I may be NC to this website but I am not stranger to my WS and his actions. For the 6 years that I've known him, I've known somewhat about his sexual addictio but its only escalated. At times I thought and believed whole heartedly that he had stopped but I was always wrong. I recently became pregnant and he was so happy and wants to be with me and I know he loves me unconditionally but he has a craigslist problem. He answers ads and meets up with both men and women, sometimes couples. When I first found out about it he was claimed he wasn't meeting up with people but years later I've discovered that isn't the case. I don't want to raise my child in that environment but I also don't want to break up my family. We have been through so much together and he says he wants to stop and is willing to seek help, I'm just much more distraught this time around because I really thought it was over.
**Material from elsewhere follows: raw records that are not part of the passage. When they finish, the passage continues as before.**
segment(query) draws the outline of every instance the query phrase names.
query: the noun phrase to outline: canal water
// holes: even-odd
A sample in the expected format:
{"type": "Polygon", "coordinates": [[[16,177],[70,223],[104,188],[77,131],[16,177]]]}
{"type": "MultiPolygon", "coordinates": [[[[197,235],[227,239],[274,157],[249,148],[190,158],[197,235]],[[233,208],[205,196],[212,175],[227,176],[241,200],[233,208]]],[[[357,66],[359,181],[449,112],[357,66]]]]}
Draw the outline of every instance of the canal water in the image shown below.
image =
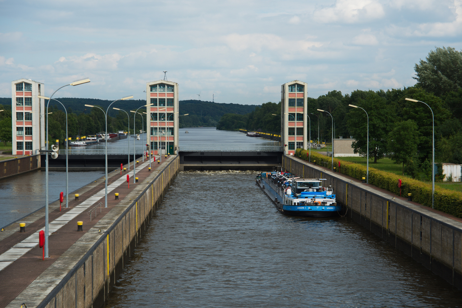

I don't know the exact number of times he's cheated but I don't think that really matters. I really want to give him this chance to seek counseling and options for himself but its not just about my feelings anymore I have to think about my unborn child. I feel more lost and confused then ever. Sorry for the scattered posts. Just a lot going through my head.

[This message edited by blindedbylove715 at 11:37 AM, August 15th (Friday)]


Posts: 6 | Registered: Aug 2014 | From: United States
BtraydWife
♀ Member
Member # 42581
Default  Posted: 11:51 AM, August 15th (Friday), 2014View ProfileEdit MessagePrivate MessageHomepage

I'm sorry you have a spouse who can't be faithful. From what you mentioned it seems like sex addiction is possible.

There will be others along with experience but everything I've read here in regards to sex addicts is that this never stops.

It may be best that you leave to protect yourself and your unborn child.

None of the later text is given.